Skip to content

Auto tuning combined bandwidth

Hüseyin Tuğrul BÜYÜKIŞIK edited this page Feb 8, 2021 · 4 revisions

The "PcieBandwidthBenchmarker.h" header includes PcieBandwidthBenchmarker class that benchmarks each physical card in system and finds their relative multiplier constants to maximize combined bandwidth for virtual array usage.
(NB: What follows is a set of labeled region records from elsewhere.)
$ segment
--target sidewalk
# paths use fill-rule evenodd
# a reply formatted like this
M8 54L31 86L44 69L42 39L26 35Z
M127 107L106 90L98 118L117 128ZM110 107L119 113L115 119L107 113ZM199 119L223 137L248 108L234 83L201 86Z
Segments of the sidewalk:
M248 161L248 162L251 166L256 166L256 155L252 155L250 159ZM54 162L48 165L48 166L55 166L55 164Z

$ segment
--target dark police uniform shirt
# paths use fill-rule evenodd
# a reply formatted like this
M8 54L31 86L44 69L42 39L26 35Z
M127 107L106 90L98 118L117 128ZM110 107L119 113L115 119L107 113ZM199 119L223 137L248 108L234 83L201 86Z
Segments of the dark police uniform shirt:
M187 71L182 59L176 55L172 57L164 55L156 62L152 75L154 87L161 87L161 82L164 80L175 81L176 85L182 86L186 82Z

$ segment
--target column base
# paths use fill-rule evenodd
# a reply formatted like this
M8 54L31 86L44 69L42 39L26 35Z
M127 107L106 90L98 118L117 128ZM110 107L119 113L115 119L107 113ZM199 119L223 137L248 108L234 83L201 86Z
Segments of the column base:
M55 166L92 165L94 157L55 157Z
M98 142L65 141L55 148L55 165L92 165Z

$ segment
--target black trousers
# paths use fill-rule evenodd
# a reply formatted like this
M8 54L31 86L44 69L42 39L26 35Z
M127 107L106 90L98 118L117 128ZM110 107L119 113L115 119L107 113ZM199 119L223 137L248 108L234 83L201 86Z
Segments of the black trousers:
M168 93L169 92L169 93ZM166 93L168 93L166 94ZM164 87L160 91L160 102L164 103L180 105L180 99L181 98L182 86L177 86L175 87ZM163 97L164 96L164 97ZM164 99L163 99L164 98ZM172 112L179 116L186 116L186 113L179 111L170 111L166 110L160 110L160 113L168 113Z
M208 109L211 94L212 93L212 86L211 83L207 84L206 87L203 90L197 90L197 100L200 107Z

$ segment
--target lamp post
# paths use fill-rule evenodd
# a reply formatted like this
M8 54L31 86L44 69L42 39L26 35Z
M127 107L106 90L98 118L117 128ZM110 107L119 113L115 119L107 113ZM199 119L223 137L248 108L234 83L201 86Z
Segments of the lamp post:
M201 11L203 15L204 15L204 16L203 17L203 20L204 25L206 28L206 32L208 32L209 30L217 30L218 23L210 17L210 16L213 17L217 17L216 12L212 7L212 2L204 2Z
User can choose amount of benchmark data to tune precision of measurement. Picking too high values (since it also tests main card that serves video-output for OS) causes buffer read/write errors. Development computer's 2GB main card had 1400MB room for benchmarking but just 128MB was good enough for tests and completed the benchmarking quicker.

Usage:

// user allows it to use 128MB per card during benchmark
PcieBandwidthBenchmarker bench(128);

// user picks minimum allowed data channel(virtual gpu) per physical gpu
// example: 2 here
std::vector<int> multipliers = bench.bestBandwidth(2);

Output array on development machine becomes {3,4,2} because slowest connection is on 3rd pcie bridge. Rest are scaled with their own data copying performances.
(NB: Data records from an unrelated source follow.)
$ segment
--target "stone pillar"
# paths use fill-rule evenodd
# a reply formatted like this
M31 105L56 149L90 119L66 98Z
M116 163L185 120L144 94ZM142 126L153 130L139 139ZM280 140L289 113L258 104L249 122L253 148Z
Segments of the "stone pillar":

std::vector<int> multipliers = bench.bestBandwidth(10); // multipliers = { 15,20,10}

Then it can be directly sent to constructor of VirtualMultiArray like this:

VirtualMultiArray<Obj> data(..,..,..,..,bench.bestBandwidth(2));

The data array uses that specified ratios of bandwidths which maps well to physical card communication performance under high-enough concurrent accesses to elements.